Krim pagi dan krim malam yang selalu aku letakkan di tengah meja rias dalam kamar sering tiba-tiba jatuh hingga kacanya pecah dan isinya berantakan. Tidak ada angin, tidak ada guncangan. Kejadian ini berlangsung beberapa kali, tapi tak pernah aku ceritakan pada Dina dan Andi.
Seolah itu belum cukup menggangguku, suatu pagi, peristiwa yang lebih mencengangkan terjadi.
Saat itu, jarum jam hampir menunjukkan pukul setengah 7 pagi. Dina membangunkanku, setengah berteriak, “Mbak, Mbak Rena! Bangun, Mbak, sudah jam setengah 7. Mbak kerja, kan?”
Aku membuka mataku dan sedikit terkejut karena seharusnya aku sudah berangkat pukul 7. Dengan segera, aku duduk di kasur dan mulai membuka ponsel, membalas pesan singkat yang dikirimkan oleh rekan kerjaku pagi itu. Setengah mengantuk, aku mendongak dan melihat ke arah Dina yang berdiri di depan pintu, “Makasih, Din.”
Dina mengangguk, lalu pergi. Aku melihatnya dengan jelas: Dina berdiri sambil menggendong seorang bayi di tangan kirinya, sementara tangan kanannya menenteng sebuah gelas. Aku sedikit heran: bayi siapa, ya? Seingatku, Dina tidak sedang hamil—dan kalaupun ia hamil, mustahil sekali jarak waktu 9 bulan 10 hari terjadi hanya dalam waktu semalam.
Oh, mungkin itu bayinya kakaknya Dina, batinku. Kudengar, kakak kandung Dina baru saja melahirkan tiga bulan yang lalu, dan kakaknya tersebut merupakan seorang wanita karier. Jadi, kupikir, mungkin kakak Dina sudah mulai bekerja, lalu menitipkan anaknya pada Dina.

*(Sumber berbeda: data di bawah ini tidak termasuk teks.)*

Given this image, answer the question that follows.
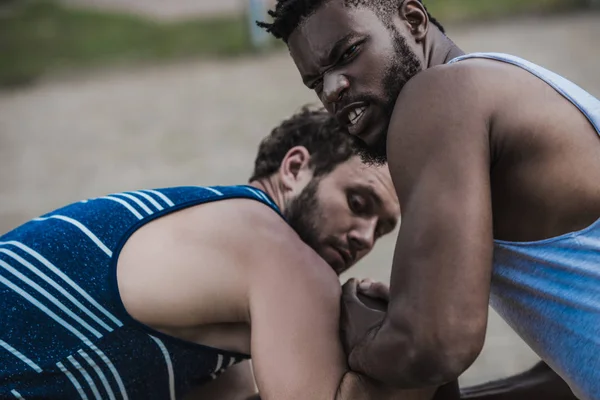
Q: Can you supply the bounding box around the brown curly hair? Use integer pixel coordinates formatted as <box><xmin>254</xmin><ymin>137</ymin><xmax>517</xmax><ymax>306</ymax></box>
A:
<box><xmin>250</xmin><ymin>106</ymin><xmax>359</xmax><ymax>181</ymax></box>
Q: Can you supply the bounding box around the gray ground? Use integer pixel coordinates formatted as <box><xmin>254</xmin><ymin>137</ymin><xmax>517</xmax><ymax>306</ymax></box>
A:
<box><xmin>0</xmin><ymin>14</ymin><xmax>600</xmax><ymax>383</ymax></box>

Iya, pasti begitu, batinku.
Selepas mandi, aku menghampiri Dina yang sedang merapikan piring. Pelan, kutanya, “Din, tadi bayinya siapa yang kamu gendong? Bayi kakakmu, ya? Sudah mulai kerja, ya, dia?”
Alih-alih menjawab, sorot mata Dina berubah jadi pandangan ketakutan. Ia langsung memelukku tiba-tiba dan berkata, “Mbak… Mbak ngomong apa, sih? Bayi apa? Bayi mana? Nggak ada bayi di rumah ini, Mbak. Aku nggak gendong siapa-siapa dari tadi!”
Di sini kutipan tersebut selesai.